A health care practitioner or other similarly licensed or certified practitioner or provider can also provide the requested information relative to the disability-related need for the emotional support animal (as can a telehealth provider), and there is no need to establish that the practitioner provided in-person care or services. Rather, it is only necessary to show that the practitioner has personal knowledge of the person’s disability and is acting within the scope or his or her practice in providing the requested information.

A person who falsifies, or knowingly provides false, information or written documentation required by this new legislation, or otherwise knowingly or willfully misrepresents himself or herself as having a disability or disability-related need for an emotional support animal commits a misdemeanor of the second degree. In addition to the statutorily prescribed punishment applicable to second degree misdemeanors, those who are found guilty must perform 30 hours of community service for an organization that serves persons with disabilities or for another entity identified by the court within 6 months after conviction.

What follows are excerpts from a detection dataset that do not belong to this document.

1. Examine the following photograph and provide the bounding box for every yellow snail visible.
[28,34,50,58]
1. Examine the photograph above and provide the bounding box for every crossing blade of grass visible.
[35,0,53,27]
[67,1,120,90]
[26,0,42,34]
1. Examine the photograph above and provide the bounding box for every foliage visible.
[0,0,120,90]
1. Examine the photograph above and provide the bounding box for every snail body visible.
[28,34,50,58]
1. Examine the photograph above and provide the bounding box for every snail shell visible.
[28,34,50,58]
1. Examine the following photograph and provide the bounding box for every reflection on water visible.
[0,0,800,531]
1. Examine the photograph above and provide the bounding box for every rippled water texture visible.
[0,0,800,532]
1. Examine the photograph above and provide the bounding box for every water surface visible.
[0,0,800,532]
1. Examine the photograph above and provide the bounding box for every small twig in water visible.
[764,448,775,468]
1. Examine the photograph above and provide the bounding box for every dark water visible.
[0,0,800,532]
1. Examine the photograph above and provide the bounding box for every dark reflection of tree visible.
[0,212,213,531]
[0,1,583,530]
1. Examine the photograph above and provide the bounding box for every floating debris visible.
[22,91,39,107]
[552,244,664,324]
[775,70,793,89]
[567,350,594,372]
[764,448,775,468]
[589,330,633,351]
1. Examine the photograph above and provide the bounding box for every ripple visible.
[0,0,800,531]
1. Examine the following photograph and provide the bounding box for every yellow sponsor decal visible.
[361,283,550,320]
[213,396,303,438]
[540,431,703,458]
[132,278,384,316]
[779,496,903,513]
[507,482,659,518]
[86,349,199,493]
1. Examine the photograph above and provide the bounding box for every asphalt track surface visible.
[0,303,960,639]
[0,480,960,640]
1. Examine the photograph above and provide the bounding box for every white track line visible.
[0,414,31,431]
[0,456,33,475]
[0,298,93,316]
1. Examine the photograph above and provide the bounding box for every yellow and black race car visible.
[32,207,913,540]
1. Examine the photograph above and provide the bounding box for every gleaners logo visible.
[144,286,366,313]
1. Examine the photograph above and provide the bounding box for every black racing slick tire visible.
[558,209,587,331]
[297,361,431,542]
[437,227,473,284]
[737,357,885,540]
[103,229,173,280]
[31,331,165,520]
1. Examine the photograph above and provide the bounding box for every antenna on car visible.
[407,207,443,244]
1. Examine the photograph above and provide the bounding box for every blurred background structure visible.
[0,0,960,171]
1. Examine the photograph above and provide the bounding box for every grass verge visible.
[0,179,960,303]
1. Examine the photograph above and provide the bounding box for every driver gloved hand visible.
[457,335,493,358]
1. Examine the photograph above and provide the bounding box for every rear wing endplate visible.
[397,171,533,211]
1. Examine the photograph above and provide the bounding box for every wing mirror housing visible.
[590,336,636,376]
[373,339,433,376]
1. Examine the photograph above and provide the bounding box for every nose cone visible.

Though the statute provides much needed guidance, it is still recommended that you consult with the association’s legal counsel before denying a request for reasonable accommodation of any kind, including one for an emotional support animal. The penalties associated with wrongfully denying such a request can be harsh.

DISCLAIMER: Because of the generality of this update, the information provided herein may not be applicable in all situations and should not be acted upon without specific legal advice based on particular situations.